Tesla CEO Elon Musk isn’t one to follow the rules, especially when he thinks they’re wrong.
The billionaire likes to imagine a world, or perhaps a much smaller society on Mars, where everyone can do whatever they want without a larger hierarchy of power.
“If there’s a utopia where people have access to whatever goods or services they want, there’s something for everyone,” Musk said. Recount Time magazine after being named Person of the Year today. “If we have a highly automated future with robots that can do everything, then any work you do will be because you want to do it, not because you have to.”
In sum, Musk – remember, he’s the richest person in the world talking – has characterized himself as Time as a “utopian anarchist“.
But such a society would not be completely devoid of rules either.
“I don’t mean to suggest chaos, but rather that you’re not under anyone’s thumb,” Musk explained in the interview.
It’s obviously a vision based on utopian ideals, but does it even make sense?
We have already seen that the process of transitioning to a more automated society can easily result in the consolidation of power – which is most often the result of building businesses on the backs of workers.
It kinda looks like Musk is trying to get his cake and eat it too. When it comes to government involvement, its political leanings tend to be quite libertarian. He often clashed with regulators and politicians when trying to get his many businesses off the ground and moving forward.
Fewer rules and lower barriers to entry can allow innovation to thrive, Musk has often suggested. And that will be more important than ever if humanity is to have a chance at going interplanetary — Musk’s well-documented greatest wish for the future of our species.

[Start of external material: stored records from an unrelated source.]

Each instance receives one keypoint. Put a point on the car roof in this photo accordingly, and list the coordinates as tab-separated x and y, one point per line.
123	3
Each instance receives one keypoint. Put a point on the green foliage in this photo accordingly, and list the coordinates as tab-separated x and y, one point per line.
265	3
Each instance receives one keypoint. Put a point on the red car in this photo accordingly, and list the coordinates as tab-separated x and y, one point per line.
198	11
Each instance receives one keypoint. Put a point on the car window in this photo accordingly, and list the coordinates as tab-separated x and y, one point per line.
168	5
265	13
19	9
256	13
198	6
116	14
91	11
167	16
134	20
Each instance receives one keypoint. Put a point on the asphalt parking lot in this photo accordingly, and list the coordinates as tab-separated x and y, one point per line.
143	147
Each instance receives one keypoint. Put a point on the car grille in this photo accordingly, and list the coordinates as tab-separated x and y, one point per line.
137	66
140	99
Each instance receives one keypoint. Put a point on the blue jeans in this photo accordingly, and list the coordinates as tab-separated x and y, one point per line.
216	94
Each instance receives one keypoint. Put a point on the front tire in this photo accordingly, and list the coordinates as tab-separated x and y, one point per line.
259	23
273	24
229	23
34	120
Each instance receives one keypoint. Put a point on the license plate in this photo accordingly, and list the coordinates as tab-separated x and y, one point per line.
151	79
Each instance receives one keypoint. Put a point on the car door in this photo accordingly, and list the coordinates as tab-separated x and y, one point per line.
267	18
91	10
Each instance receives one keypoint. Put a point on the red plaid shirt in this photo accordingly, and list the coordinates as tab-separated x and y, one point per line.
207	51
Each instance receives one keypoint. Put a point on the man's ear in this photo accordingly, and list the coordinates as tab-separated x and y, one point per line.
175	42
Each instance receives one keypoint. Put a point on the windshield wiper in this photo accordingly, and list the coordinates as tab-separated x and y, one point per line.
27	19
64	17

But will everyone be happy to do what they want within a highly technologically advanced anarcho-society? Getting machines to take over the dirty work will no doubt lead to some pretty significant changes in the fundamental structures of society – which will undoubtedly test any civilization.
Musk’s view is arguably a bit exaggerated. That everyone fends for themselves, while remaining satisfied with the riches offered to them, is certainly a utopian dream.
But it also happens that he speaks from a position of great power and personal wealth. He may like to think of himself as a visionary, but he also happens to be the richest man in the world.